I have an interview coming up in a few days (hooray!) and as part of the process I’ve been asked to teach a sample class. It’s a great but nerve-wracking way to get a glimpse into a candidate’s teaching style, and surprisingly, this is the first time I’ve ever been asked to do something like this for an interview. Although I used to teach quite a bit as a social sciences librarian at the University of Houston, it’s been a while. So I’ve been spending my time preparing, using my husband, The Professor, as my fake student audience. He’s one of those naturally good teachers that makes anyone in education jealous. He loves his subject area of expertise, and he’s totally unselfconscious (or at least really really adept at letting go of insecurities). His feedback has been amazingly helpful and his encouragement reminds me that teaching is just sharing stuff you know and love with others.
All of this preparation is like one big flashback to when I started my first library job at the University of Houston M.D. Anderson Library. I was such a green librarian with absolutely no teaching experience. Luckily I had a team of amazing teaching librarians as colleagues. They essentially offered me a 6-week crash course in information literacy instruction, making sure that I felt comfortable in the classroom and helping me find my teacher-voice.
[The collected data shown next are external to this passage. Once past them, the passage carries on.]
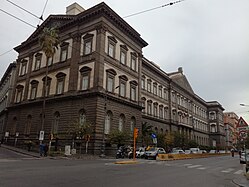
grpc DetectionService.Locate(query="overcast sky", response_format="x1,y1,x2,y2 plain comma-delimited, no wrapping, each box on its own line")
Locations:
1,0,249,122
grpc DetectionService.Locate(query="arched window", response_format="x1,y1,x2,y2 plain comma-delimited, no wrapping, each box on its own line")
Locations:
119,114,125,132
25,115,32,135
79,109,86,125
104,111,112,135
130,117,136,132
52,112,60,135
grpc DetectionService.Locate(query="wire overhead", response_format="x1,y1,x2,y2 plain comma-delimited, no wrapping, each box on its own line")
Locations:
0,8,37,28
6,0,43,20
39,0,49,24
123,0,186,18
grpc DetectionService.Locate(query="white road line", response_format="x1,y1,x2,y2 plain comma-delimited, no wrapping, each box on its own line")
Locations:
183,164,192,166
187,165,202,168
197,167,206,170
234,170,244,175
221,168,234,173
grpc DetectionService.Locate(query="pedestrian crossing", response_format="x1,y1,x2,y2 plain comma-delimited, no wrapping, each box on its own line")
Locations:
135,160,244,175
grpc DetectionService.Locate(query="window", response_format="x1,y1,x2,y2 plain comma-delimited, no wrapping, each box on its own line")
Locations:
60,42,69,62
25,115,32,135
120,45,128,65
104,111,112,135
141,76,145,90
52,112,60,135
80,66,91,91
159,86,162,98
47,57,53,66
15,85,24,103
30,80,39,100
147,101,152,115
119,75,128,97
119,114,125,132
79,109,86,126
154,103,158,117
153,83,157,95
34,53,42,71
210,124,217,133
20,59,27,76
107,36,117,58
106,69,116,92
83,33,94,55
147,79,151,92
56,72,66,94
130,53,137,71
42,76,52,97
130,80,137,101
141,97,146,113
159,105,163,118
130,117,136,132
Their guidance was invaluable, and their enthusiasm for teaching was contagious. I ended up trying to find every opportunity to improve my teaching, and even wrote about my teaching journey in an article for Info Career Trends.
Naturally I was really interested in an article on Proficiencies for Instruction Librarians that was printed in the November issue of College & Research Libraries. Although not new, it was definitely new to me and well worth the read. Theresa Westbrock and Sarah Fabian recreated the 1993 Shonrock & Mulder study that examined where instruction librarians were learning the Proficiencies for Instruction Librarians set forth by ACRL and how important these proficiencies were to actual teaching practice. Although the ACRL document was updated in 2007, Westbrock and Fabian’s study showed that instruction librarians were still learning almost all of these “proficiencies” on the job either from colleagues or through individual study of teaching methods. Most of the librarians they surveyed thought that library school should be the place where they learned this stuff, but that rarely happened.
I know this was certainly my own personal experience. There was an instruction class offered by the library school I attended, but it was geared towards students specializing in K-12 school librarianship. I now think it’s strange that there is this huge gap in library school education. We all have to teach, regardless of the type of library we end up in. Academic librarians in particular need to be prepared to hold their own in the classroom. I was lucky enough to have intelligent, motivated colleagues who were happy to share their expertise with a newbie, but not every librarian ends up in such an accommodating environment.
I don’t necessarily think that one class on teaching is going to be enough to really prepare library school students for the reality of teaching in a college library, but I think that it could at least provide a decent foundation on learning theory, outcome-based teaching, and assessment. An even better means of preparation would be to develop a student-teacher program (similar to what education schools and departments do) with academic or public libraries in need of extra assistance to cover growing instruction demands. Graduate students in all other disciplines get to practice their teaching skills with undergraduate courses. Shouldn’t librarians be able to do the same?